Ángel Marrero, a retired teacher, also arrived there that morning after receiving the same letter that Leticia and Carmen’s husband received. “We were told … that this is in stages. Today it was for participants in stage A. I’m in stage B, for example. It means that it wasn’t my turn,” he said, convinced that he was the one who made a mistake.

Just over 200 claims have been selected for discussion in court, less than 1% of the total claims that the Board contested. So far, four satellite hearings have taken place (Oct. 29, Nov. 18 and 20, and Jan. 14).

The reconciliation
Parallel to the hearings with Swain, more than 15,000 claims have been channeled to government agencies, through an administrative process called “administrative claim reconciliation.” It is the stage B to which Ángel Marrero referred.

The Fiscal Agency and Financial Advisory Authority (AAFAF, in Spanish) told the Center for Investigative Journalism (CPI, in Spanish) in a written statement that once the Board’s attorneys transfers a claim to this process, “the government entity evaluates and makes an initial determination, which is subject to appeal.”

If the decision is that any payment is made in favor of the claimant, the payments will be made according to what the court dictates “or in the manner that was agreed with the claimant, as the case may be.” Once this happens, the claim will be updated as resolved.

So far, only just over 3,000 of these cases have been resolved, while the rest remain pending resolution, amid the pandemic, in agencies such as the Department of Education and the Retirement Systems Administration (ASR, in Spanish), among others.

“In numerical terms, most of the claims that have been submitted to the procedure are those related to pensions, which are handled by the Retirement Systems Administration, in coordination with AAFAF and in consultation with the Board,” the fiscal agency stated.

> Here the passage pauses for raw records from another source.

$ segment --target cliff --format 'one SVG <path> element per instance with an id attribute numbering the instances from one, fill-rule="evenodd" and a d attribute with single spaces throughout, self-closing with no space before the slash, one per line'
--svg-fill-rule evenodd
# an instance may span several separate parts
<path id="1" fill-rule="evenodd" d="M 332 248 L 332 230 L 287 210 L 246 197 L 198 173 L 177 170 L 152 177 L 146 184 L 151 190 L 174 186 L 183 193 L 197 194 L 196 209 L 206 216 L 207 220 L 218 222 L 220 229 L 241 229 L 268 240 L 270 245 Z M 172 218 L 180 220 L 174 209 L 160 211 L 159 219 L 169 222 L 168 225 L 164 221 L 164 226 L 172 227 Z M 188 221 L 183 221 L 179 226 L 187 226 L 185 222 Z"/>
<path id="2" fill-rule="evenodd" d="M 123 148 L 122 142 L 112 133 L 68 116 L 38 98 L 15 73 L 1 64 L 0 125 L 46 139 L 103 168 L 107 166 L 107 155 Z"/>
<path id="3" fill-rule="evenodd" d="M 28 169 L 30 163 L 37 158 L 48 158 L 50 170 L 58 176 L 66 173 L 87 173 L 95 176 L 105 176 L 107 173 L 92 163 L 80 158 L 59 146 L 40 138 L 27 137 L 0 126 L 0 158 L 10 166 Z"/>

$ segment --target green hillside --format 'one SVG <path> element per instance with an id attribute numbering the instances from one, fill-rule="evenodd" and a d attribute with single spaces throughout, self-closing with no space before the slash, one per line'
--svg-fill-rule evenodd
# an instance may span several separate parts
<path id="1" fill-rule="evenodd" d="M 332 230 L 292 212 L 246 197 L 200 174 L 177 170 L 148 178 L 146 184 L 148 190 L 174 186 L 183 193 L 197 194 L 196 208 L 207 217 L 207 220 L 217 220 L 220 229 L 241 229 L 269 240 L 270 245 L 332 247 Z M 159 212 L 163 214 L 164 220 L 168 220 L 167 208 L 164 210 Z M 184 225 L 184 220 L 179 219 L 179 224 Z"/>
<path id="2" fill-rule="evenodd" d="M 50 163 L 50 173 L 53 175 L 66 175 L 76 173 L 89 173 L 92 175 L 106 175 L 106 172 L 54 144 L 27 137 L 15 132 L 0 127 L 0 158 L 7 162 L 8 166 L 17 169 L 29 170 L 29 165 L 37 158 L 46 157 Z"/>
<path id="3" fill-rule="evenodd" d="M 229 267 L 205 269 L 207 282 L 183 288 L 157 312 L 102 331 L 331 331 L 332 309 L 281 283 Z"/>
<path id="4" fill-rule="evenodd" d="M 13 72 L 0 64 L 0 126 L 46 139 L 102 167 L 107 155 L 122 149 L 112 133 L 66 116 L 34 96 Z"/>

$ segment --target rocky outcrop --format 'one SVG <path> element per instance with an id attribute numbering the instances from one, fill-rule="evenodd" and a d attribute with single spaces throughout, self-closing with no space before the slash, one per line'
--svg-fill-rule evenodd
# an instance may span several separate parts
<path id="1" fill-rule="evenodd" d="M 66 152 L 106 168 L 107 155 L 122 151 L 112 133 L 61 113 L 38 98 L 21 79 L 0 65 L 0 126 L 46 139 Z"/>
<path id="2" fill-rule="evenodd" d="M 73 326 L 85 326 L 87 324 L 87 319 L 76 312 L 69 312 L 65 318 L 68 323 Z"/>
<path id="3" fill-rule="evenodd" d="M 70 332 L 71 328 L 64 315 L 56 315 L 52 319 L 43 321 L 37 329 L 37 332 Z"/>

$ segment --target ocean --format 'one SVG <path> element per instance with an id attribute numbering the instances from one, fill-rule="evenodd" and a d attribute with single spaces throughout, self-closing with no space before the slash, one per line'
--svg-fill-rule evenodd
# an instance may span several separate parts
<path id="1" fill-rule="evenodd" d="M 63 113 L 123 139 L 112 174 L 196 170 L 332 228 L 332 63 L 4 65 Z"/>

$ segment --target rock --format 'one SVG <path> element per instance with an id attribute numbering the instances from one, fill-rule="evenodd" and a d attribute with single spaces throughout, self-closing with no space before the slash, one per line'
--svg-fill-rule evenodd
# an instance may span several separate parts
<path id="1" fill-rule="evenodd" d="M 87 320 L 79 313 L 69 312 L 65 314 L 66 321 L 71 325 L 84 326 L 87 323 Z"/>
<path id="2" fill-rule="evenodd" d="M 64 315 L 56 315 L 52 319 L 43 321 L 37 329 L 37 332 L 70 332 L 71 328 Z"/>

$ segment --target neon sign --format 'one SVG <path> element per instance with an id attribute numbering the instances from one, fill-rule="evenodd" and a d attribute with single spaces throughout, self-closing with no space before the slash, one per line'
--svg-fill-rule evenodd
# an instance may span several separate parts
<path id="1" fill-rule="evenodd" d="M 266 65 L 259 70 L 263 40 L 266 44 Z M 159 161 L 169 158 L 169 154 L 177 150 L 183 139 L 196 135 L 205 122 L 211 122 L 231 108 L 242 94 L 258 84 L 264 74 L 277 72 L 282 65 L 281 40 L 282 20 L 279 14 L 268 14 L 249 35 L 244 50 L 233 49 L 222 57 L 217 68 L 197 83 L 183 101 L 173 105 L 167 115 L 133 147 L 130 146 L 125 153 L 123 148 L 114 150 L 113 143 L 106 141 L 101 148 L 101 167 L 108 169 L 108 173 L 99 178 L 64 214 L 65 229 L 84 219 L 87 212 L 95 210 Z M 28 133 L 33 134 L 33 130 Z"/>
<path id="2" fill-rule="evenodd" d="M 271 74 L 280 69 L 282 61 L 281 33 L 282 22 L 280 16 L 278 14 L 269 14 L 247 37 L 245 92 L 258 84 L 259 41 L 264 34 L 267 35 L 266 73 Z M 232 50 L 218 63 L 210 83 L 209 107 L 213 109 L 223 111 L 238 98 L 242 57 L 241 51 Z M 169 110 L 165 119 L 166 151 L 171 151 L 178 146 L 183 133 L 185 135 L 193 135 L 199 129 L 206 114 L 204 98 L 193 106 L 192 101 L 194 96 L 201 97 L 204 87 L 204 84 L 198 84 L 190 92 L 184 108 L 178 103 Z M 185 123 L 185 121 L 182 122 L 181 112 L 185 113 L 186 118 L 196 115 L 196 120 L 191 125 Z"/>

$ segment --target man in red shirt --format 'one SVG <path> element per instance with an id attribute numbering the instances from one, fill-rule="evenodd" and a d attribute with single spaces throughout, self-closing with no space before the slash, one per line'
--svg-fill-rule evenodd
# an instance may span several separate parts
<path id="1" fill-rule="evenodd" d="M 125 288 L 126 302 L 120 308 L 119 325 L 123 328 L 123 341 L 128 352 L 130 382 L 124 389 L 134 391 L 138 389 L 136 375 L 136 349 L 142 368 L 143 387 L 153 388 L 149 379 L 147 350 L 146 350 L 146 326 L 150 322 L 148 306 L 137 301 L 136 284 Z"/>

It added that the ASR “had to request additional information from the claimants to be able to address and identify the appropriate administrative process for them.”

Requests for interviews submitted to the ASR and the Department of Education — the agencies with the most pending cases according to a report from last December — were not responded to as of press time. The CPI contacted the Fiscal Control Board, but it also failed to grant an interview to explain and give details of the process.

Like Ángel, Mariluz Collazo is on list B. After sending her letter at the beginning of the year, her claim went to the administrative reconciliation process that is carried out in the agencies. But beyond a notification saying that her claim was in that process, she has not received any other information and does not know what she has to do to keep her claim alive.

“I feel that what they do is drag it out so that people get discouraged,” said Mariluz. For her and thousands of people, this stage represents the last chance to collect through the bankruptcy case and its resolution is in the hands of the same government agencies that have taken decades to recognize and pay these debts.

In the case of Leticia’s husband, Félix Vega, his claim is on another list that includes the claims that will be disallowed and excluded from the bankruptcy case, with the judge’s approval. As of January 2021, there were more than 60,000 of those.

Two and a half years after those very long lines under the sun, the bankruptcy proceeding continues to be a crusade for thousands of social creditors. “Many of my colleagues, government employees who are older than me, with health conditions, may die and never know. Do you understand?,” Mariluz said.

“Sometimes I think that we’re not going to see it, […] that this is going to stay on paper,” she added.

Even so, Mariluz is going for it. She says those in the same boat as her, help each other. With a little more optimism, she said: “That was the beauty of it when the letters arrived. Everyone started calling. For example, there were people who called me, and I called someone else. […] Human beings are supportive, and I think that we’ve been supportive in this mess.”